During process of oocyte maturation, the Golgi apparatus undergoes fragmentation and it is accumulated in the central part of the oocyte as dotted structure (Moreno et al., 2002). Moreover, Payne and Schatten (2003) had reported that the Golgi apparatus was translocalized into the ER during oocyte maturation of cow. Although the function of Golgi apparatus on oocyte maturation had been reported, regulation of this organelle by growth factors is not fully understood. In this results, fluorescence intensity of GM-130, a marker of Golgi apparatus, was significantly higher in EGF-treated oocytes than EGF non-treated oocytes. These result show that expression of Golgi was stimulated by action of EGF, however, regulatory mechanism of Golgi apparatus by EGF stimulation during oocyte maturation is required more studies.

Sec61 complexes are transport protein that act as ER membrane protein translocator. And they are divided into three type subunit: alpha, beta, and gamma (Samuelson et al., 2000). Greenfield and High (1999) had reported that Sec61 complexes were located in both of the ER and ER-Golgi intermediate compartment in COS1 cells, which are African green monkey kidney SV40 transformed cell line. And they suggested that Sec61 complexes were maintained in the ER membrane by a retrieval mechanism. These report indicated that Sec61 proteins play a potential role in transport between the ER and Golgi apparatus. In results of present study, expression of Sec61β protein was increased by EGF stimulation and localized in cytoplasm as well as GM-130 and EGFR expression. The relationship between

Sec61β and oocyte maturation was not reported. However, Sec61 complexes play a role in transport between Golgi apparatus and the ER that is closely related with oocyte maturation. Wang et al. (2010) reported that EGFR level in the nucleoplasm was reduced by knocking-down of Sec-61β. These reports suggest that Sec61β protein might influence to oocyte maturation via regulation of EGFR expression and mediation of transport between Golgi apparatus and the ER.

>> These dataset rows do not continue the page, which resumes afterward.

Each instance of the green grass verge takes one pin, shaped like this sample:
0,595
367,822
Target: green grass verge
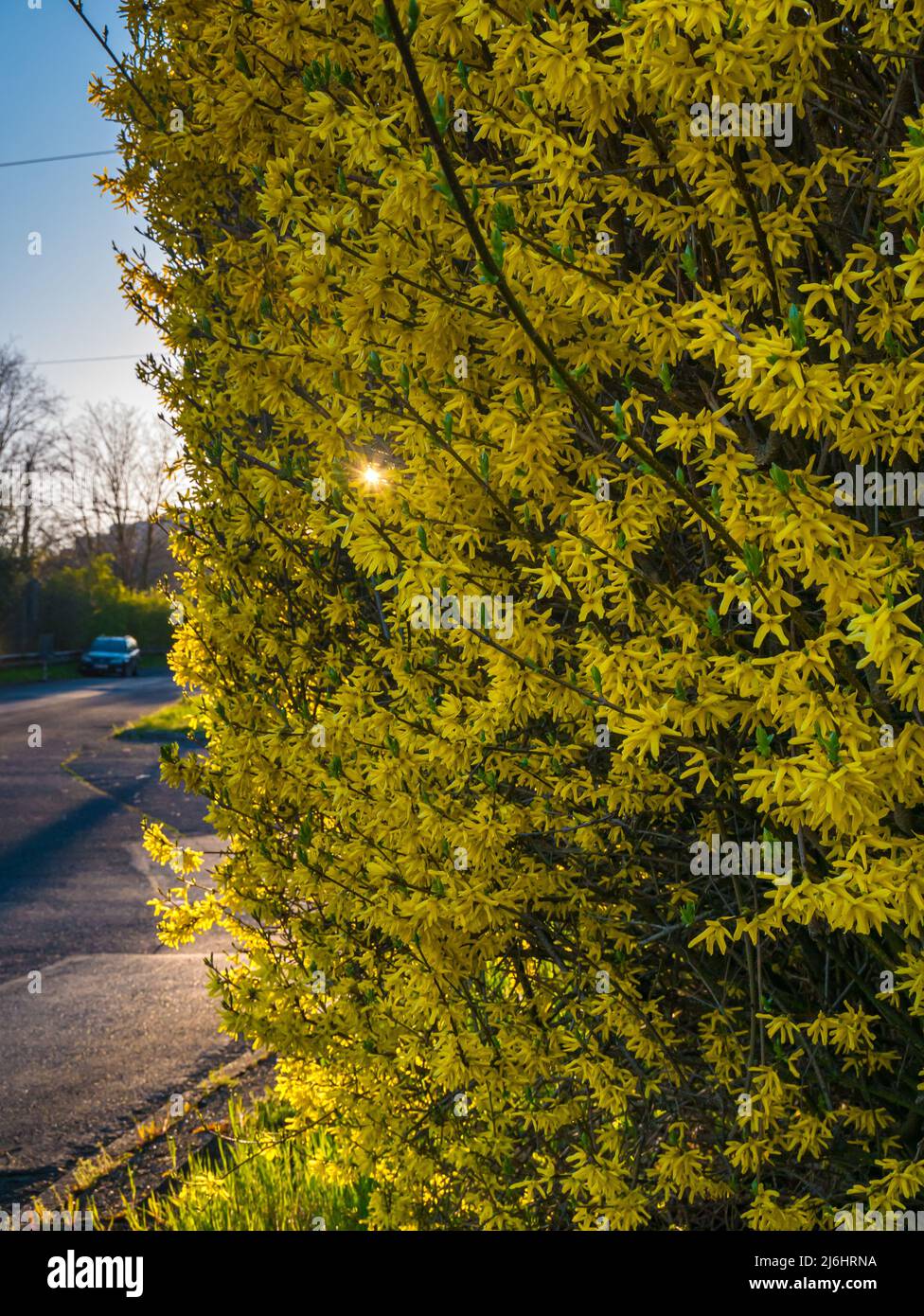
24,674
170,720
260,1178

The relationship between expression of COPG2 and oocyte maturation was not reported as well as Sec61β protein. Cui et al. (2007) reported that expression of COPG2 mRNA was higher in 4-cell stage embryo and blastocyst than morula embryo. In in vitro produced bovine embryos, COPG2 mRNA was detected and it was expected that this gene function in embryonic developmental processes (Ripamonte et al., 2011). These effect of COPG2 on embryo development might be attributed by transport from Golgi apparatus to ER. Because transport between Golgi apparatus and ER is an important factor during oocyte maturation, COPG2 protein might be expected to play an important role in oocyte maturation processes. Despite of several studies associated with protein expression of ER/Golgi transport protein during oocyte maturation, transcriptional regulation of transport proteins were not reported.

In conclusion, we found that nuclear maturation of porcine oocytes were stimulated by EGF and stimulatory effect of EGF regulated expression of Golgi apparatus, Sec61β, and COPG2. Especially, EGFR expression was down-regulated by absence of EGF stimulation and it might be related with expression of Sec61β protein that was regulated by EGF. This present study suggests that stimulatory effect of EGF is an important factor in porcine oocyte maturation and stimulation by EGF in oocytes could influenced not only intracellular signal transduction but also interaction between Golgi apparatus and ER that in mediated by transport protein.